PDCAサイクルの応用から確立されたマナビィ式スイングトレードとは、いったいどんな手法なのか。専業トレーダーとして鳴らした経験から、さぞかし高度なテクニックを駆使しているかと思いきや、「やっているのはごく普通のことばかりですよ」と言う。

 「僕は、達人たちの教えに則って、『テクニカル8対ファンダメンタルズ2』で投資判断をするんですが、実際にはテクニカルといっても移動平均線くらいしか見ていません。たまにMACDとかをチラ見することはありますけど、複雑なオシレーター系のテクニカル指標なんかはまず使わないですね」

 にわかには信じがたいが、これは紛れもない事実だという。

 「基本は日足チャートを表示して5日と25日の移動平均線を見ながら、ゴールデンクロスやデッドクロスに着目しています。もちろん、ゴールデンクロスしたら買い、デッドクロスしたら売りを検討する、と使い方もシンプルですよ」

 ただし、25日線の向きには注意を払い、「25日線が下向きでゴールデンクロス、もしくは上向きでデッドクロスが出現している不自然な場面では、様子を見ることもあります」とのことだ。

 「それから、株価と移動平均線の乖離は気にしますね。特に『何%離れたらどうする』とは決めていませんが、パッと見で明らかに両者が乖離したら、トレンド転換が近い場合が多いので、買い、もしくは売りを検討します。ありきたりなので、拍子抜けされるかもしれませんが、本当にこれが僕の鉄板の手法。一つ言えるのは、ウォッチする指標を決めたら、あれこれブレずにひたすらそれを見続けるのが大切ということですね。場当たり的にやり方を変えると絶対失敗するということは、PDCAの『C』によるフィードバックで、痛いほどわかっています」



日中は多忙につきほぼ携帯でトレード



 いざ、売買シグナルが点灯しても、サラリーマンではなかなか好きなときに発注できない。それはマナビィ氏も同様で、日中はパソコンから株価をチェックすることもままならない状況だという。

 「なので、日中のチェックはもっぱら携帯電話から。証券会社のアプリをダウンロードして好きな銘柄を登録し、すぐにリアルタイム株価やチャート、板情報が見られるようにしてあります」

 マナビィ氏の場合、通勤時間帯が寄り付きのタイミングと重なるため、毎朝電車で携帯から相場をチェックするのが日課。

 「場合によっては、このときに携帯で売買することもあります。ただし、サラリーマンが頻繁に売買するのはまず無理なんで、実際に売買する頻度は週1〜2回程度ですよ。同時に保有する銘柄も、せいぜい3銘柄程度に絞っています。昼休みもチェックできるので、動きがあれば携帯で発注。買いで入るときや損切りの逆指値は、家のパソコンで注文しておくこともありますが、利益確定に関してはほとんど携帯ですね」

 携帯電話のアプリには、常時100銘柄を登録。銘柄選びの第一条件は“値動きが活発”なことだ。

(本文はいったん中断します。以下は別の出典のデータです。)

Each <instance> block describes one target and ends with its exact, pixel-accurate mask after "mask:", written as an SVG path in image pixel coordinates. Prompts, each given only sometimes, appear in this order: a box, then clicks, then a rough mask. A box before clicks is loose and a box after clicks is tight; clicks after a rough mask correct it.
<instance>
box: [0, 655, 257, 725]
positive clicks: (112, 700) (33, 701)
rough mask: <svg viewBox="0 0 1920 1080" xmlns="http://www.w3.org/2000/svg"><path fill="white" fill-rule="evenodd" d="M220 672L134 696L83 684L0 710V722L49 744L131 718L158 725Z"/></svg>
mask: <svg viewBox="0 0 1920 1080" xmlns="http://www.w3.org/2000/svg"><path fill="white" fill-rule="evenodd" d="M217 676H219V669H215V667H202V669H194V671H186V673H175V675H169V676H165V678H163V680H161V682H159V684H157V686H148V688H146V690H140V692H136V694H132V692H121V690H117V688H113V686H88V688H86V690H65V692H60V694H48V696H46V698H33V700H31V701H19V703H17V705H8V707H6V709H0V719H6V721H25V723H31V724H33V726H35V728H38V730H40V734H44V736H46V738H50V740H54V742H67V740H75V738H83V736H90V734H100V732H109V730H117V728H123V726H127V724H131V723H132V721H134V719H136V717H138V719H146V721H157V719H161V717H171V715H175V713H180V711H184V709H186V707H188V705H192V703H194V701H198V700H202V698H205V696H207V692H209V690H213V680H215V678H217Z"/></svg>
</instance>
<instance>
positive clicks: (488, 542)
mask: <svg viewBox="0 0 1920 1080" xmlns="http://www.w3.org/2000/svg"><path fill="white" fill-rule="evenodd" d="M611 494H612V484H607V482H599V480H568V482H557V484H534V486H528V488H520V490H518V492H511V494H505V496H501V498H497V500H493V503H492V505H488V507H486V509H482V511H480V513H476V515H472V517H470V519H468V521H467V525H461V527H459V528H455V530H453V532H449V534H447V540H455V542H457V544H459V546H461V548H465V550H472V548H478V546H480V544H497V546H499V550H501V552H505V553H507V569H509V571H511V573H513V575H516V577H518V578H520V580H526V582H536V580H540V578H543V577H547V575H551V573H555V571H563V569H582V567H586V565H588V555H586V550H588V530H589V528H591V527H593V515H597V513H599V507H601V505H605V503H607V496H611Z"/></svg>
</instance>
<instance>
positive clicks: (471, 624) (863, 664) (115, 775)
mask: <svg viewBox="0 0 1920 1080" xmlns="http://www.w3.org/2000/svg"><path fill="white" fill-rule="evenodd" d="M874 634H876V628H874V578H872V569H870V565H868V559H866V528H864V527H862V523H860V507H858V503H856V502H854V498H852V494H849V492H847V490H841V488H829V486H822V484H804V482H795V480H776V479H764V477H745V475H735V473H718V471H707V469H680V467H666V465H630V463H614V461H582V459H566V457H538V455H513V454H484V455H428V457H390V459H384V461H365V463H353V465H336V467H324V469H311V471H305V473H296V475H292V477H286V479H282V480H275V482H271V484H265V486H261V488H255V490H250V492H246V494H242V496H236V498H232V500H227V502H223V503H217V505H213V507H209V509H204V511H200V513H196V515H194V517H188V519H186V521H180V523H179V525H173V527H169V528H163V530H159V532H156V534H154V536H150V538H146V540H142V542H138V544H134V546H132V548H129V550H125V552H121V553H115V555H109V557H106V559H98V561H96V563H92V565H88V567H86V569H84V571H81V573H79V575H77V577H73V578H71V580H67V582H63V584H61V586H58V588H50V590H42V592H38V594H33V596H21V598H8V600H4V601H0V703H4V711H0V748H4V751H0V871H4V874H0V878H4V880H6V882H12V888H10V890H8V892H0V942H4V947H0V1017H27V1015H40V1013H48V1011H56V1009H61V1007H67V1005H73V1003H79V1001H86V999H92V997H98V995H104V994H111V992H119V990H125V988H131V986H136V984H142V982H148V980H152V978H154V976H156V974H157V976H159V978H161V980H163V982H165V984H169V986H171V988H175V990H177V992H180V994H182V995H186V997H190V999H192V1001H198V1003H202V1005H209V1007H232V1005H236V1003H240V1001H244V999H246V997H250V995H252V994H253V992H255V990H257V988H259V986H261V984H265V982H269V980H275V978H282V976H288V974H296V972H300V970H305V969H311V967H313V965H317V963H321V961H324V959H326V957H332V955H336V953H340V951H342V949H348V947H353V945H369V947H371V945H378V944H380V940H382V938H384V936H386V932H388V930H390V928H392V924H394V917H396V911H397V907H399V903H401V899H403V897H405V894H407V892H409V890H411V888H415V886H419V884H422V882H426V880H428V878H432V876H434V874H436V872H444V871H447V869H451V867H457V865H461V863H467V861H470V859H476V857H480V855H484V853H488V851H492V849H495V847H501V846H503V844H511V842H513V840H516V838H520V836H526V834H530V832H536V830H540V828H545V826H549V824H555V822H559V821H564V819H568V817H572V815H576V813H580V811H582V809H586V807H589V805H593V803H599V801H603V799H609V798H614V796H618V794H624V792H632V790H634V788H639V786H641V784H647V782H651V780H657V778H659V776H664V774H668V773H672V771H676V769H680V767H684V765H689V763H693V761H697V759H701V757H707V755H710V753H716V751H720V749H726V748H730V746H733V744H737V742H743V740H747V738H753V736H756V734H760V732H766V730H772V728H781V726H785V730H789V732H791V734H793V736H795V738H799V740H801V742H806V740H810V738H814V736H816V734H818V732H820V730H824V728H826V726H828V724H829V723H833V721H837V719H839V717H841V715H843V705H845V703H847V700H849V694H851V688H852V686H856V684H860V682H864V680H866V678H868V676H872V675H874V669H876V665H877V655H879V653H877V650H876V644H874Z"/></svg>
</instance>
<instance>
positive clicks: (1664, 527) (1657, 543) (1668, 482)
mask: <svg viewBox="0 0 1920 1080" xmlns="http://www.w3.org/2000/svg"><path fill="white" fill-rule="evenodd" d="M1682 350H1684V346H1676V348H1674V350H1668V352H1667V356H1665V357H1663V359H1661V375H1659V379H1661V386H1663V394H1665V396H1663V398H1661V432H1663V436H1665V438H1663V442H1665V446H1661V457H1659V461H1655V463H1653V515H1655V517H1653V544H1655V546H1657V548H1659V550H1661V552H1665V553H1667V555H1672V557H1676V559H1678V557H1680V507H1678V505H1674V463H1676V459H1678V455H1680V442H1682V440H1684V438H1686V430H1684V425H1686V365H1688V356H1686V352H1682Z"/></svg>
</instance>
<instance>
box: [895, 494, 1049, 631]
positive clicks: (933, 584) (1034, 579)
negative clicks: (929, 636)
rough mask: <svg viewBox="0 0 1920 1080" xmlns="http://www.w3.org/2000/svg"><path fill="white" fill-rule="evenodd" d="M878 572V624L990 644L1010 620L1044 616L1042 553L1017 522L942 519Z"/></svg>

 「比較的短期で利益を狙うスイングトレードでは、ある程度値動きが派手じゃないと利益が出ない。とはいえ、板が薄すぎて値が飛びまくるのも危ないので、最低でも売買代金が1億円を超えて、値動きが激しい銘柄を売買しています。そういう意味で、ケネディクスやアクロディアあたりは大好物ですね。昔IPOで人気だった銘柄とか、過去急激に動いて売買が集中した銘柄だとかは登録しておいて、また盛り上がってきたときに、すぐ参戦できる態勢にしてあります」

 ただし、よく動く銘柄は思惑が外れて反転するスピードも速い。

 「スピードに乗り遅れないためには、欲張らず、引っ張りすぎずで利益確定と損切りのラインをしっかり決めておくことが重要。これも度重なるPDCAを経て確立したことですが、今は最低5〜20%の利幅が取れれば良しとしています。とはいえ、かなり強力な上昇勢いを感じるときだけは、細心の注意を払いつつも利益確定ラインを引き上げて、なるべく利幅を取る努力はしますけどね。原則的に買いも売りも信用全力で入るので、負けるとかなりの痛手を被りますから、セーフティに5%の損失が出たら損切りと決めています」




■マナビィ氏
'74年生まれ。専業トレーダーを経て、現在はインターネット広告会社に勤務。
仕事の合間に日本株のスイングトレードを行う。